Une doctrine « mosaïque » privilégiant le combat décentralisé, asymétrique et invisible

Même si le système décisionnel en matière de défense, extrêmement centralisé, reste dans la main du Guide suprême Ali Khamenei tout autant que de sa « Maison » (notamment de ses conseillers et du Conseil suprême de la sécurité nationale présidé par l’ancien amiral Ali Shamkhani depuis une décennie), l’organisation de la défense du territoire est volontairement décentralisée. Deux raisons expliquent ce choix : d’une part, les stratèges iraniens savent que leur système de commandement centralisé est vulnérable à des attaques massives, à la fois cinétiques (frappes aériennes ou balistiques), électroniques et cybernétiques ; d’autre part, la défense du régime incombe aux pasdarans, et leur structure de recrutement et de fonctionnement repose sur une base locale et territoriale.
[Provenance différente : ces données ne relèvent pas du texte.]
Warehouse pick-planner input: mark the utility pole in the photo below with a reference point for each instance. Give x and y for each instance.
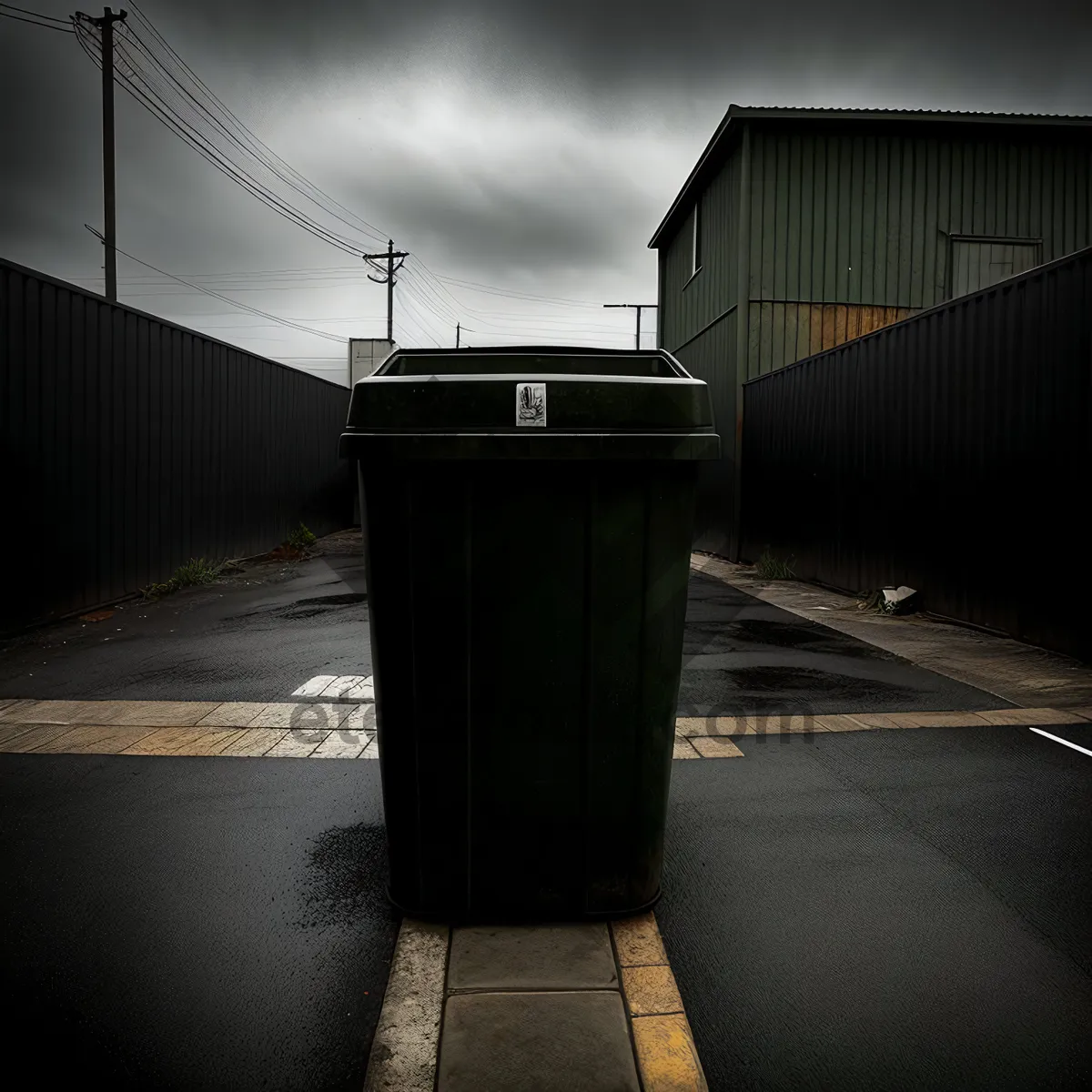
(388, 278)
(106, 26)
(640, 307)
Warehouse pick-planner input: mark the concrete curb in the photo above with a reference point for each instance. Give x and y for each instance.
(408, 1053)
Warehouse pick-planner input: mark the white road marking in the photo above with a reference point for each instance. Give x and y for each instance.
(365, 692)
(350, 687)
(314, 687)
(343, 682)
(1058, 740)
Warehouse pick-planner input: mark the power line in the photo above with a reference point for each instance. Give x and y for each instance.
(234, 303)
(157, 77)
(46, 22)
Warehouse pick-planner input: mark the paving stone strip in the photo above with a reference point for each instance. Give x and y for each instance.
(1022, 674)
(580, 1008)
(321, 730)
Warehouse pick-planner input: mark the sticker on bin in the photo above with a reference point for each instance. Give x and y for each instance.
(531, 404)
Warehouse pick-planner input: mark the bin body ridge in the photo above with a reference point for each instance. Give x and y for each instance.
(527, 621)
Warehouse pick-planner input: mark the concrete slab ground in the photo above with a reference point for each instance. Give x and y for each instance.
(1021, 674)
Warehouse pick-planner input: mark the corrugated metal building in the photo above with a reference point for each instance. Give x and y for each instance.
(800, 229)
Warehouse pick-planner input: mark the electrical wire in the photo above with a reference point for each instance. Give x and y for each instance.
(234, 303)
(53, 25)
(157, 77)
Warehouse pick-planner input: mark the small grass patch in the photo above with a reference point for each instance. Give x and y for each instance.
(769, 567)
(300, 539)
(196, 571)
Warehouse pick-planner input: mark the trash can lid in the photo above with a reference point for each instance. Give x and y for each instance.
(529, 399)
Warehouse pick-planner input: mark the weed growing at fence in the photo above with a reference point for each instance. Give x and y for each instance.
(300, 539)
(196, 571)
(769, 567)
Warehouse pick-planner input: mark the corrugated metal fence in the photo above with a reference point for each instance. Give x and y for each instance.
(131, 446)
(949, 452)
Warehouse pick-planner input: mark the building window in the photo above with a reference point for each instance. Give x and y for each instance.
(980, 262)
(697, 238)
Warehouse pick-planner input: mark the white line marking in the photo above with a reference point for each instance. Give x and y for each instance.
(342, 683)
(315, 686)
(1058, 740)
(364, 692)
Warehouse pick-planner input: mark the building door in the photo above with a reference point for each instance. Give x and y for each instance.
(977, 263)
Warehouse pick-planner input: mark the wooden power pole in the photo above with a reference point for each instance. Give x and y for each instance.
(109, 222)
(640, 307)
(388, 278)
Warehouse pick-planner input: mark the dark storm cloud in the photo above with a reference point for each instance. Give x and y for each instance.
(621, 45)
(531, 145)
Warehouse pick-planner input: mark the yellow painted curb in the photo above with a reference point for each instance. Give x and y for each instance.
(666, 1055)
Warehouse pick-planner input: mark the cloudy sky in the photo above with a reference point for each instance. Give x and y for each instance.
(522, 152)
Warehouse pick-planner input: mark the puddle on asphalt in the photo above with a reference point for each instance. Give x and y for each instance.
(720, 636)
(347, 878)
(336, 601)
(752, 692)
(305, 609)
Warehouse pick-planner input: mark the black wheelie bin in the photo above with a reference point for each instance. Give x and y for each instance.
(528, 517)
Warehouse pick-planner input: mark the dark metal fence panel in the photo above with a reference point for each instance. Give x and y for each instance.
(950, 452)
(131, 446)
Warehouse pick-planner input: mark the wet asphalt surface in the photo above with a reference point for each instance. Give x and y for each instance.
(885, 910)
(259, 637)
(191, 923)
(254, 638)
(902, 909)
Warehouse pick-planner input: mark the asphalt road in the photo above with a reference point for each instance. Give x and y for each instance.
(191, 923)
(885, 910)
(899, 909)
(259, 637)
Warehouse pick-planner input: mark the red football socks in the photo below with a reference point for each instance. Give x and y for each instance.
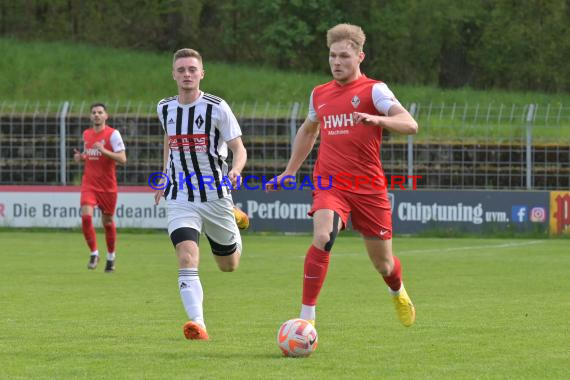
(110, 236)
(316, 266)
(89, 232)
(394, 279)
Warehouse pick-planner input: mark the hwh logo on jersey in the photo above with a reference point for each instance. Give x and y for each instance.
(338, 121)
(92, 152)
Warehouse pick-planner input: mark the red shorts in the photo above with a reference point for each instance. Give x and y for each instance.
(371, 214)
(106, 201)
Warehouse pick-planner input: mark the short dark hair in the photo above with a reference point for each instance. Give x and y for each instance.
(98, 105)
(186, 53)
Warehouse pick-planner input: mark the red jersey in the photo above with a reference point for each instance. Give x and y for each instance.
(99, 173)
(346, 147)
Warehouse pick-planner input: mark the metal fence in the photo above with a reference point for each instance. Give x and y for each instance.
(459, 146)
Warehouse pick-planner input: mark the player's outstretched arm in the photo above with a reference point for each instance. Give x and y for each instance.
(398, 120)
(165, 152)
(119, 157)
(239, 159)
(302, 146)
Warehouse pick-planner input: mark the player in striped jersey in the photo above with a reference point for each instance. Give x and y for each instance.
(199, 129)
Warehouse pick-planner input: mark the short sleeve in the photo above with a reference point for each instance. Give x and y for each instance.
(159, 108)
(229, 126)
(383, 98)
(117, 141)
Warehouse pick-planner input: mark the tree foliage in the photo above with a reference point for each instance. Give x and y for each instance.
(451, 43)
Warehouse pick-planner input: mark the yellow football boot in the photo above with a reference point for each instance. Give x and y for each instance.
(404, 308)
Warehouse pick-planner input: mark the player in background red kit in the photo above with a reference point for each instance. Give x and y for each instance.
(103, 148)
(350, 113)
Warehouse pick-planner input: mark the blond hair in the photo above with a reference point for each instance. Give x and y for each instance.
(187, 53)
(353, 33)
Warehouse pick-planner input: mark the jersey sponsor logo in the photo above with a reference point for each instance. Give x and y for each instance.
(199, 121)
(338, 121)
(92, 153)
(189, 143)
(355, 101)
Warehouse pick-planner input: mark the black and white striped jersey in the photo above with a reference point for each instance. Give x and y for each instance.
(197, 134)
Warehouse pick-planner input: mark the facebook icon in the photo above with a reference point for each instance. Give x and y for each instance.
(520, 214)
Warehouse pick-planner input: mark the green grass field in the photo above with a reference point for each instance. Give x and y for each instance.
(487, 309)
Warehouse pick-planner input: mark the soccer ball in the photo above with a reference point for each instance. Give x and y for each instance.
(297, 338)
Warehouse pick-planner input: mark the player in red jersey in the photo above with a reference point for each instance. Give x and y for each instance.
(350, 113)
(103, 148)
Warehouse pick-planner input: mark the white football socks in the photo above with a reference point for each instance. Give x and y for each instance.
(192, 294)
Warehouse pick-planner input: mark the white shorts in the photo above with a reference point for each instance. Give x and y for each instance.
(214, 218)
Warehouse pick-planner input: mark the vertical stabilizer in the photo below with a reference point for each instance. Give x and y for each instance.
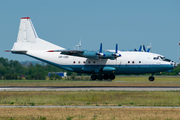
(27, 32)
(28, 40)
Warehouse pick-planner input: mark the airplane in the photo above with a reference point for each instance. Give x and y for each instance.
(100, 64)
(143, 48)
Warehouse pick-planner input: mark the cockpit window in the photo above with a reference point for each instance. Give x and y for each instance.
(161, 58)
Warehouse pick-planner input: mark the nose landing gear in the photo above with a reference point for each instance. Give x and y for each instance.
(151, 78)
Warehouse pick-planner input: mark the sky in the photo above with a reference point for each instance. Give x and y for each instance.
(129, 23)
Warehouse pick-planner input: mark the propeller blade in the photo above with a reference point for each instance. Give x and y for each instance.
(148, 49)
(140, 48)
(116, 47)
(144, 48)
(100, 51)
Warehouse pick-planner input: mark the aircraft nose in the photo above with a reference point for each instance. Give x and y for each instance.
(174, 64)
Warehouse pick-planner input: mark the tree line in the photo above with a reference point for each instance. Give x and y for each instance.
(13, 70)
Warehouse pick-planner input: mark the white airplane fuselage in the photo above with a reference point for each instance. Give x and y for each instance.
(129, 62)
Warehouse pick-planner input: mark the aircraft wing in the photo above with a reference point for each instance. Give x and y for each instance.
(70, 52)
(91, 54)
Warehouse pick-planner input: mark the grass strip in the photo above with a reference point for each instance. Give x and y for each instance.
(88, 114)
(89, 98)
(119, 81)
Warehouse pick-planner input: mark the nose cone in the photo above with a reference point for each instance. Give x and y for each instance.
(174, 64)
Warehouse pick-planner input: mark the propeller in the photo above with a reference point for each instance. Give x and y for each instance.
(149, 48)
(79, 45)
(144, 48)
(116, 54)
(100, 54)
(140, 48)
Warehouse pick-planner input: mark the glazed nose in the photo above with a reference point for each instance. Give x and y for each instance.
(174, 64)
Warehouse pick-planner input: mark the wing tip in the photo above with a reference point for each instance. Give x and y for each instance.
(25, 18)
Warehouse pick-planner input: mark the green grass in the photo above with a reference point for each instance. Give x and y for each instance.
(119, 81)
(92, 98)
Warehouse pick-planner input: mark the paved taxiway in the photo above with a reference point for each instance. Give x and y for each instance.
(89, 88)
(90, 107)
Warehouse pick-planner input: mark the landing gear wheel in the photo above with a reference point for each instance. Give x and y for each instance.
(99, 77)
(106, 76)
(112, 76)
(93, 77)
(151, 78)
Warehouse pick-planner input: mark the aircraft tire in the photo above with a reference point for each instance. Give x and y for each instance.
(151, 78)
(106, 76)
(111, 76)
(99, 77)
(93, 77)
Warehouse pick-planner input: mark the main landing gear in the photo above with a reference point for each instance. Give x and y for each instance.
(101, 77)
(151, 78)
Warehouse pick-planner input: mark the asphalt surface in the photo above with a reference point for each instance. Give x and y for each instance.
(76, 88)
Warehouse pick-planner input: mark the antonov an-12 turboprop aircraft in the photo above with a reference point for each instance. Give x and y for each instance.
(101, 64)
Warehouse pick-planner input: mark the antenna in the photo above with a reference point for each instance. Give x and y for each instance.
(78, 46)
(149, 47)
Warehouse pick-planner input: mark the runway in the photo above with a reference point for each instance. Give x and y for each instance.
(159, 107)
(87, 88)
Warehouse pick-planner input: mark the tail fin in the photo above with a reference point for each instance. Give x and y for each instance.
(28, 39)
(27, 32)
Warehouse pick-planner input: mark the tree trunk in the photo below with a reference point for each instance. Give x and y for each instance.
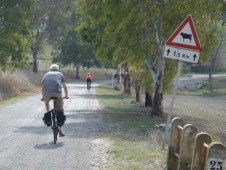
(127, 84)
(148, 99)
(157, 107)
(137, 89)
(35, 59)
(127, 80)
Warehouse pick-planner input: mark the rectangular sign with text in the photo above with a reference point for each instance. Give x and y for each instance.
(181, 54)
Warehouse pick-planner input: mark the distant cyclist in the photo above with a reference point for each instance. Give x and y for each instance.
(88, 79)
(51, 87)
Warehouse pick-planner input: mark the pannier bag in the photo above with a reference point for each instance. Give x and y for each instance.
(47, 118)
(61, 118)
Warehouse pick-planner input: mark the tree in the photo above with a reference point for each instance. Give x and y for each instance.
(15, 34)
(214, 55)
(135, 31)
(51, 24)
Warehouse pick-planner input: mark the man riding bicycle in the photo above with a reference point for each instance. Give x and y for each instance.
(51, 87)
(88, 79)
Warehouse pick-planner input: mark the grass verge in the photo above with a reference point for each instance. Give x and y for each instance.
(218, 84)
(136, 140)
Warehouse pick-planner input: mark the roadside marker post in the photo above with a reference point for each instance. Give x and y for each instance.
(183, 45)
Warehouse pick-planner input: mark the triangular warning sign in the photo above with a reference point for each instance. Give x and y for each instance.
(185, 36)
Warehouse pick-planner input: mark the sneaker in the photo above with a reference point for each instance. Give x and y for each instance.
(61, 134)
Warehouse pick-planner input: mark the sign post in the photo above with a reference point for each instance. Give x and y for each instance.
(183, 45)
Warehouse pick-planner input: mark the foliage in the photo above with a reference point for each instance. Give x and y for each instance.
(135, 32)
(51, 23)
(74, 51)
(15, 34)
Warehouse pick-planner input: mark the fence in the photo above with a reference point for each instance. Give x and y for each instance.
(193, 150)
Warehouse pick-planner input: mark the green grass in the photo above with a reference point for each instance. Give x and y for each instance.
(136, 141)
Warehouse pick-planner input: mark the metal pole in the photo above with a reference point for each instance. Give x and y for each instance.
(171, 104)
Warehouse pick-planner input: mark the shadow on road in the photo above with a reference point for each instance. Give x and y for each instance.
(49, 146)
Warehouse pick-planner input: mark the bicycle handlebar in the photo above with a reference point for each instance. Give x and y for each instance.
(42, 99)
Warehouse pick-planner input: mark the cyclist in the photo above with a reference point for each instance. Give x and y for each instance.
(51, 87)
(88, 79)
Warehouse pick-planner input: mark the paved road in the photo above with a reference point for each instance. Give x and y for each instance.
(26, 143)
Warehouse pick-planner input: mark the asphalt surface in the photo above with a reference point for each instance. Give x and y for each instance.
(27, 144)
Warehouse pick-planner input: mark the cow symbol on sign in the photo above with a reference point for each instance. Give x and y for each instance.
(186, 36)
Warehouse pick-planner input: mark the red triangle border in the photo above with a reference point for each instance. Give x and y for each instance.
(189, 20)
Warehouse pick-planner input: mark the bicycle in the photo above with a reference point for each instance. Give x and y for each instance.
(54, 125)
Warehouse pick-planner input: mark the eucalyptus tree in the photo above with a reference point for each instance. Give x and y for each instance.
(76, 52)
(15, 34)
(51, 23)
(135, 31)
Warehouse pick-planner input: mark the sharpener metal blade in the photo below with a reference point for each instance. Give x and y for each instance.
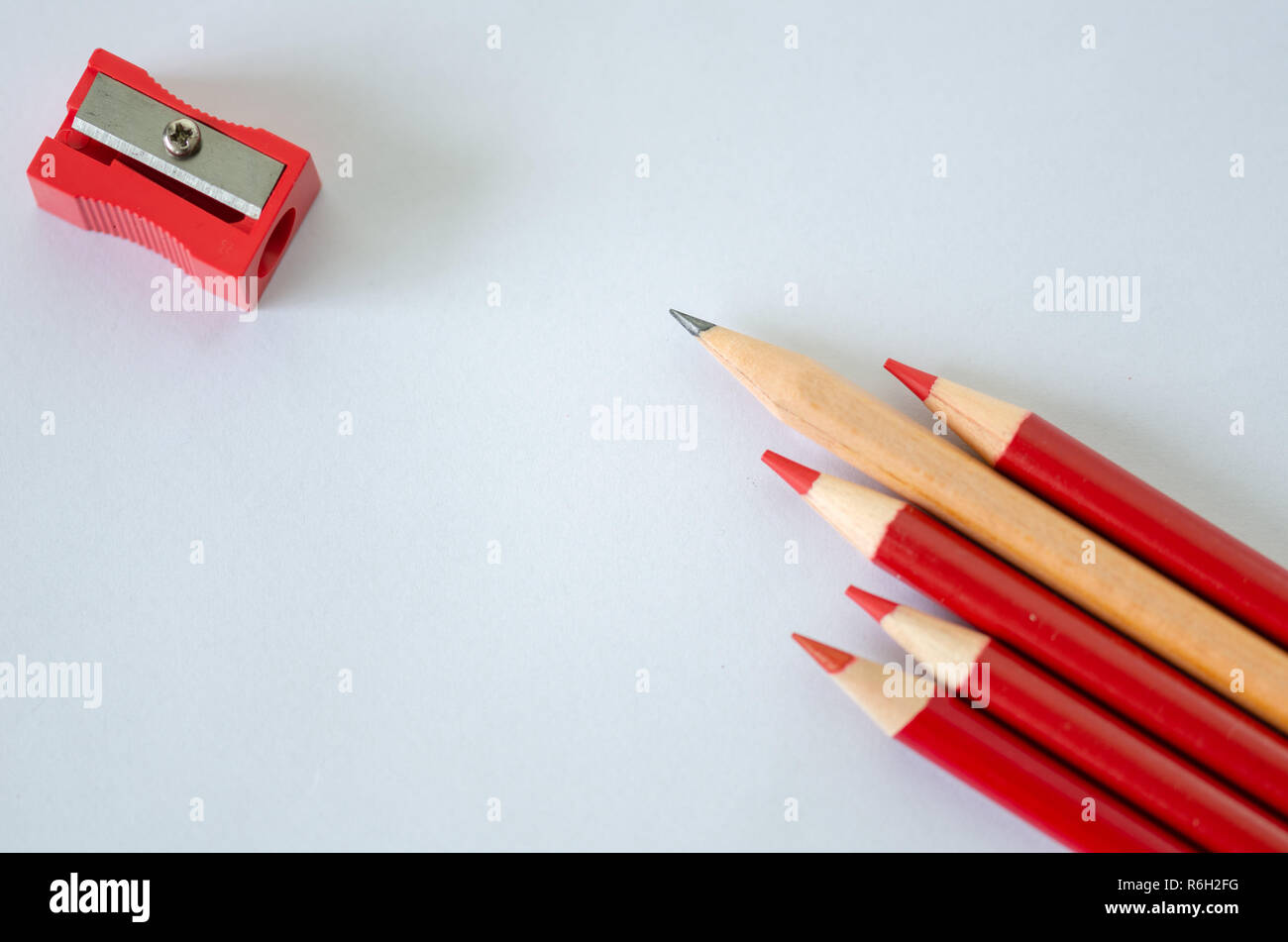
(133, 124)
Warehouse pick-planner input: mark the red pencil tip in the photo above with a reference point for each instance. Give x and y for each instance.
(875, 605)
(915, 379)
(831, 659)
(798, 475)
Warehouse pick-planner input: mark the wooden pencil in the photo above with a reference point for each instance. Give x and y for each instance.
(1009, 520)
(1029, 700)
(1089, 486)
(1014, 609)
(993, 760)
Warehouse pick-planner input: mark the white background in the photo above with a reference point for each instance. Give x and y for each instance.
(473, 424)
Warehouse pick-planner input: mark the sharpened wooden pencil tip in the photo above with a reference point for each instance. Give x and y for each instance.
(831, 659)
(915, 379)
(798, 475)
(692, 325)
(875, 605)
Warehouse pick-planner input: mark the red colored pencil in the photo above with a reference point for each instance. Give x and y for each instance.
(1089, 738)
(995, 761)
(1013, 607)
(1089, 486)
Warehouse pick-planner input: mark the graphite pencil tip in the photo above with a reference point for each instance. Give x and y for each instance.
(918, 381)
(691, 323)
(798, 475)
(875, 605)
(831, 659)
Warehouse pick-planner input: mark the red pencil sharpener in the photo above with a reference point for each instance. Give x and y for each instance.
(218, 200)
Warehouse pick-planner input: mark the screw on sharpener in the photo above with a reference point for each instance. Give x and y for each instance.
(181, 137)
(218, 200)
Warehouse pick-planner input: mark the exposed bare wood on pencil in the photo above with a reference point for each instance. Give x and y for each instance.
(1013, 523)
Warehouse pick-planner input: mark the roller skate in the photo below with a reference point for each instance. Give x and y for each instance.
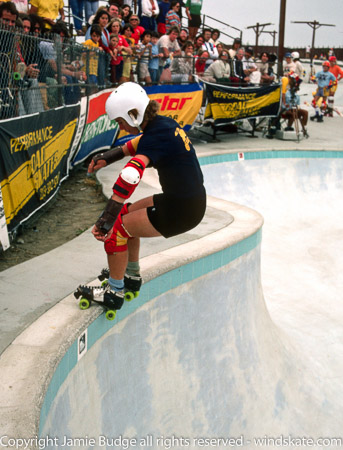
(132, 284)
(110, 300)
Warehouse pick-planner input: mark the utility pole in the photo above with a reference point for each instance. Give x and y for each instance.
(314, 25)
(273, 34)
(258, 28)
(281, 36)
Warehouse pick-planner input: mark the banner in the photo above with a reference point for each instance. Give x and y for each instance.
(229, 104)
(34, 160)
(99, 131)
(179, 102)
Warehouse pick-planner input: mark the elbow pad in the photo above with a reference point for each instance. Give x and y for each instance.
(111, 156)
(109, 216)
(129, 178)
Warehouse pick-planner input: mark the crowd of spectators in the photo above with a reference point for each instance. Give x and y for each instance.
(120, 43)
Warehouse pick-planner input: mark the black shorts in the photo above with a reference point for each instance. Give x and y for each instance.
(195, 22)
(171, 216)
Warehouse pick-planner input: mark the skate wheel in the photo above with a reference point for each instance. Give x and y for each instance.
(129, 296)
(84, 303)
(110, 314)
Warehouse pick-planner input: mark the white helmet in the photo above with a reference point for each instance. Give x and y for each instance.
(123, 99)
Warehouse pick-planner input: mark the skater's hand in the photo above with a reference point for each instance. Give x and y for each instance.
(98, 234)
(96, 165)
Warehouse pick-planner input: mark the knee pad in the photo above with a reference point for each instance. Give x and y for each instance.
(117, 242)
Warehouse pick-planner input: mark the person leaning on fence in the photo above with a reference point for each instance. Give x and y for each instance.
(154, 61)
(49, 11)
(90, 59)
(144, 56)
(182, 67)
(168, 46)
(172, 16)
(150, 11)
(71, 74)
(193, 12)
(219, 71)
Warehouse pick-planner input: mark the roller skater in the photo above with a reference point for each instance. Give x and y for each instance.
(323, 79)
(163, 145)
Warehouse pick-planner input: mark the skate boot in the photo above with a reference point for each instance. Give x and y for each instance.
(132, 284)
(110, 300)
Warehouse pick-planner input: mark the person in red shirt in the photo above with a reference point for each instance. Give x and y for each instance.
(137, 29)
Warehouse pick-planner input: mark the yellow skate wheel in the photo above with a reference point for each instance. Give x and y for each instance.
(110, 314)
(84, 303)
(129, 296)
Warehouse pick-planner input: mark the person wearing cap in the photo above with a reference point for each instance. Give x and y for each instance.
(263, 67)
(162, 144)
(250, 67)
(235, 46)
(324, 80)
(288, 65)
(219, 71)
(299, 69)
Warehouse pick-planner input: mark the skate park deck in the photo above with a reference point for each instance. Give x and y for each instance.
(194, 365)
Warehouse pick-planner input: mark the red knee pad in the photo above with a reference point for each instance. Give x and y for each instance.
(117, 242)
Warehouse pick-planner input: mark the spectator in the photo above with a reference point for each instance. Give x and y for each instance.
(299, 69)
(102, 18)
(37, 25)
(172, 17)
(127, 67)
(114, 26)
(91, 8)
(144, 56)
(113, 10)
(237, 74)
(263, 67)
(164, 6)
(198, 43)
(22, 6)
(215, 34)
(77, 7)
(126, 10)
(220, 48)
(183, 37)
(219, 71)
(200, 63)
(150, 11)
(193, 11)
(137, 29)
(288, 65)
(252, 75)
(235, 47)
(90, 59)
(70, 72)
(48, 10)
(168, 46)
(154, 61)
(211, 49)
(291, 102)
(116, 62)
(182, 67)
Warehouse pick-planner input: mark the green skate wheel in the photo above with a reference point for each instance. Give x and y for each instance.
(84, 303)
(110, 314)
(129, 296)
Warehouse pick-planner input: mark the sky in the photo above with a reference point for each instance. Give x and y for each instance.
(245, 13)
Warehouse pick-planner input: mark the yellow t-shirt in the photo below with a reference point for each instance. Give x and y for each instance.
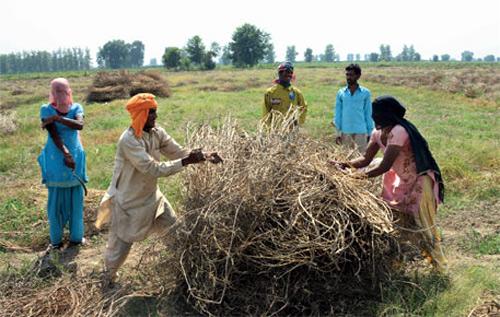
(279, 98)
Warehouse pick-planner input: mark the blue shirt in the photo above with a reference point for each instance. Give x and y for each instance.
(353, 112)
(54, 172)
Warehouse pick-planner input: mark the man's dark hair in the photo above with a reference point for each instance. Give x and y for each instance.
(355, 68)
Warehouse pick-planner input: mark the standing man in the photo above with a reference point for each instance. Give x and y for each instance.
(133, 201)
(353, 111)
(284, 97)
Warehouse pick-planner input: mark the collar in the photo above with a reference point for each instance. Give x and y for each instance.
(357, 88)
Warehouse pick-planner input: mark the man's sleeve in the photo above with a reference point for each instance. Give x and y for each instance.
(266, 107)
(338, 113)
(45, 112)
(303, 107)
(145, 163)
(368, 114)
La stratégie opérative iranienne consiste donc à profiter du caractère très montagneux, aride et compartimenté du territoire iranien (et par là même de sa profondeur stratégique) pour créer des môles de défense autour de chaque grande ville et de chaque objectif stratégique, comme autant de « hérissons » capables de combattre avec un maximum d’autonomie. Les ordres sont donnés en amont et la logistique est organisée à l’échelon local. Chaque môle défensif est structuré autour d’une division de l’armée régulière et de plusieurs unités de Gardiens de la révolution, dont des bataillons « Saberin » de réaction rapide. Chaque division de pasdarans est jumelée à plusieurs bataillons de bassidjis de recrutement local qui lui servent de réservoir de forces pour combler ses pertes. Ce système favorisant une résistance acharnée vise à dissuader toute agression terrestre, aéromobile ou amphibie, bref à sanctuariser le territoire iranien de toute présence hostile au sol. Autant le régime iranien accepte l’idée de ne pas pouvoir contrer pleinement une attaque aérienne et maritime, autant il se refuse à abandonner son territoire à l’adversaire. 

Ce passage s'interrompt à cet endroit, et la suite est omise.